The U.S. government holds tremendous power and potential to better defend against and prevent cyberthreats, but bureaucratic morass and myopic thinking are getting in the way, Chris Krebs, a founding partner at Krebs Stamos Group, said Wednesday at the Black Hat USA conference in Las Vegas.
The U.S. government has struggled to establish regulation because it’s leery of stifling innovation, he said. And it’s still difficult for organizations to work with the government, let alone figure out which agency should be engaged.
Slight course corrections won’t suffice.
“The digital environment has changed so dramatically in the last 25 years while our government hasn’t kept up pace,” Krebs, the former founding director of the Cybersecurity and Infrastructure Security Agency, said.
A massive government reorganization is in order, he said. This should include the establishment of a digital agency focused on empowering better digital risk management across cyber, privacy, trust and safety.
“We’re not where we need to be and we’re falling behind, he said, "and Americans are suffering as a result.”
Separate CISA from Homeland Security
Absent an extensive government agency overhaul, CISA could be pulled out of the Department of Homeland Security as a sub-cabinet agency, he said.
“Instead of going to five or six different agencies, make the front door clearly visible and as I see it that’s CISA,” Krebs said.
This push for a reorganization, or at least further empowerment of CISA, comes as the threat landscape and group of adversaries continues to expand.
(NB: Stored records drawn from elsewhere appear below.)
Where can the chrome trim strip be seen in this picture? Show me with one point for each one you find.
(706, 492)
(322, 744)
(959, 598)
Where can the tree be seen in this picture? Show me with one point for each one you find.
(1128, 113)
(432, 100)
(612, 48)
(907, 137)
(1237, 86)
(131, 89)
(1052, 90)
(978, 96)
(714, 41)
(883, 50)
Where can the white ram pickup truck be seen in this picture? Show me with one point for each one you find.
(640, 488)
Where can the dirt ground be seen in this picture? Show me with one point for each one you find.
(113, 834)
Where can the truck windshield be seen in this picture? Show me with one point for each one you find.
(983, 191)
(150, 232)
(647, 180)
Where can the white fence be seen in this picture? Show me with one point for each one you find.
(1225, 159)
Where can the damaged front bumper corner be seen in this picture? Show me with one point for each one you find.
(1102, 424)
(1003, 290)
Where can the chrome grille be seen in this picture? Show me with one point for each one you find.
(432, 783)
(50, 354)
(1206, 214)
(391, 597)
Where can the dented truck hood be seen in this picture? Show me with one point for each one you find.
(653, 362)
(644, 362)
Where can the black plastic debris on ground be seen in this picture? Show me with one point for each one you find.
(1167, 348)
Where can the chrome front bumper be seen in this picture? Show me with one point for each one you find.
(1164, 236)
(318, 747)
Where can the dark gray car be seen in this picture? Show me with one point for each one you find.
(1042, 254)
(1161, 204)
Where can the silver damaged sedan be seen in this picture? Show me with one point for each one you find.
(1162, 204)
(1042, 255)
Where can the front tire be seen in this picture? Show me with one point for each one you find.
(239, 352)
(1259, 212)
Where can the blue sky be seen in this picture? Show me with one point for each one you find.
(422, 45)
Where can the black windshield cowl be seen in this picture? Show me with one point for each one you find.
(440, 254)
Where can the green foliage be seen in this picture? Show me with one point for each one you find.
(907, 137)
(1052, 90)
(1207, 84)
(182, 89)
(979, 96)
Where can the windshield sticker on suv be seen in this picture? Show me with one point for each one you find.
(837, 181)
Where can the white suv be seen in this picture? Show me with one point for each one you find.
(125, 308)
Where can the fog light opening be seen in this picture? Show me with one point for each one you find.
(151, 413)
Ransomware has become such a prevalent and costly threat that it’s distracting the national security community from primarily focusing on threats from China, Russia and Iran, Krebs said. Intelligence officials have broadened their view of threat actors to include cybercriminals.
“We’ve kind of fetishized the advanced persistent threat” and overemphasized the threats posed by nation states, Krebs said.
Meanwhile, “cybercriminals have been eating our lunch,” proving that this was the threat model for every organization all along, he said.
Any product being shipped or hosted is a target and threat actors exploit points of weakness in these dependencies and trust connections organizations have in software and technology platforms, according to Krebs.
“If you’re on the internet, you’re on the playing field for them.”